Solved Problems in Clock Synchronization

When we started working on time (clock) synchronization in 2006/2007, the people pushing the envelope in applications were exposing requirements for levels of accuracy that were unprecedented outside of telecommunications. The high frequency traders and automated traders on Wall Street were talking about microseconds and even nanoseconds, while general state of the art was measured in milliseconds or seconds. The first versions of TimeKeeper blew the doors off on accuracy. But we soon came to the conclusion that high accuracy was the easy part. Fault-tolerance and automatic alerting were critical and difficult. It turned out that silent Falling off the Clock and often spectacular failures in time synchronization were not at all unusual in the field. Time synchronization is fragile and neither the standard protocols (NTP or PTP) or the ubiquitous free software implementations (NTPd, PTPd and many variants) even began to address reliability seriously. Part of the issue is that fault tolerance and reliability in enterprise environments is not the same problem as in the domains for which NTP and PTP were developed. I remember giving a talk on how TimeKeeper fault-tolerance works in a technical conference a couple years back and being berated by one of the audience members for not using the “best master” part of the PTPv2 protocol which, he insisted, solved the problem. But “best master” depends on the time source telling the client how good the time is at the client — something that it has no way to guess without a lot of information not carried in the basic protocol.

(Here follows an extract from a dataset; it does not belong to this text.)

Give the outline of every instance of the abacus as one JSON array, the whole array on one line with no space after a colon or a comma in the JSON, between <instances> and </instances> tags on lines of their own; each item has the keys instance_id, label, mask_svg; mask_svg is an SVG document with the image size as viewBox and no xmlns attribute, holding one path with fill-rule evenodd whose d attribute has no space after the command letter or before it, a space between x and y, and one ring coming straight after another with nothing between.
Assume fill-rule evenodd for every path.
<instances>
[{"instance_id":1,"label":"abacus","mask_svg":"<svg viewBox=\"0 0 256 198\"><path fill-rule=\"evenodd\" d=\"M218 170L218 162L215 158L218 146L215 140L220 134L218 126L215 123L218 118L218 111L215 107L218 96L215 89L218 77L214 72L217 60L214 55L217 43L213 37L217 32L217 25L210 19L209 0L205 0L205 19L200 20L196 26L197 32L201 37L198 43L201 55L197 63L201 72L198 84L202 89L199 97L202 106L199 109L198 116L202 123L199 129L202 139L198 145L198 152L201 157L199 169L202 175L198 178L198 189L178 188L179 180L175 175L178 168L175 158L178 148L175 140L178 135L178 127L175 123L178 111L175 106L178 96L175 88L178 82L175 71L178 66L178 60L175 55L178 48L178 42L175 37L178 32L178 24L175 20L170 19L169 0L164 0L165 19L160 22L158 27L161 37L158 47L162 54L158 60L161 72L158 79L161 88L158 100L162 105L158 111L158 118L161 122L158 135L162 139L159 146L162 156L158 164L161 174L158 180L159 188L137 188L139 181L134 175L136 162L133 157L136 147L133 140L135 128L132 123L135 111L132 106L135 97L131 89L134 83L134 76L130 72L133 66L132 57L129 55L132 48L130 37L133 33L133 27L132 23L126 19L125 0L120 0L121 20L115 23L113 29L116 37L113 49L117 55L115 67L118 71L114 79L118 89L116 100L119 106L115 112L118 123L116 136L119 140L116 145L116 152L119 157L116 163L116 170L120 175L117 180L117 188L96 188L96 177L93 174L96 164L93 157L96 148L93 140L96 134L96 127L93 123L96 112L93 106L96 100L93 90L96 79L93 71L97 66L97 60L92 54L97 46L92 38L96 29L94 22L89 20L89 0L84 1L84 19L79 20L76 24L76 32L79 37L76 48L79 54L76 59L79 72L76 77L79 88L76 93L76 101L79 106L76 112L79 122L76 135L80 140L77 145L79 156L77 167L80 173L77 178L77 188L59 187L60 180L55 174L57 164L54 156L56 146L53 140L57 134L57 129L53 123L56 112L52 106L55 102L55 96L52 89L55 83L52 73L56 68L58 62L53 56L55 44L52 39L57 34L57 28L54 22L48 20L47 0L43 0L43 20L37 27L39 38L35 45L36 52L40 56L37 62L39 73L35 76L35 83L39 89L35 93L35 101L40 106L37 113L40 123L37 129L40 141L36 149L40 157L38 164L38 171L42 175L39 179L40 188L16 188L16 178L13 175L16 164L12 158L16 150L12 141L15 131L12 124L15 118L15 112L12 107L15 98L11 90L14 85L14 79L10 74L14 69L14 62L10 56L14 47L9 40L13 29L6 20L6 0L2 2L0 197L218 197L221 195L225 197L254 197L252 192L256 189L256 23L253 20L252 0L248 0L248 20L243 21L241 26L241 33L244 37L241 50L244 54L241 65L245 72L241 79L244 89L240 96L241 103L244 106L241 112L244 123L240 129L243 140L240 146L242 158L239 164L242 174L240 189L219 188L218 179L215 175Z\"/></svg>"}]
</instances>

TimeKeeper fault-tolerance is based on a mix of completely novel approaches and is built into the architecture of the system. Among the techniques we use is to manage multiple sources by managing an ideal or smart clock for each of them independently. The smart clock is a software clock that takes inputs from a reference time source (over the network or via GPS or IRIG or some other clock signal) and then tries to compute actual time using one or more oscillators and a database of information about the reference source and the oscillators and the general health of the device. We use all that information to decide when to failover from one source to another — and we are totally agnostic about the protocols used by the source. We extract accurate time from any reference source - GPS, PTP, NTP. Over the years of supporting the product in the field, we have had time to refine algorithms in light of experience. It works. And it is somewhat amusing to see how developers of alternative time synchronization packages are scrambling to glue fault tolerance on to their products and how standards bodies are suddenly trying to come up with mechanisms for overcoming the fragility of their protocols.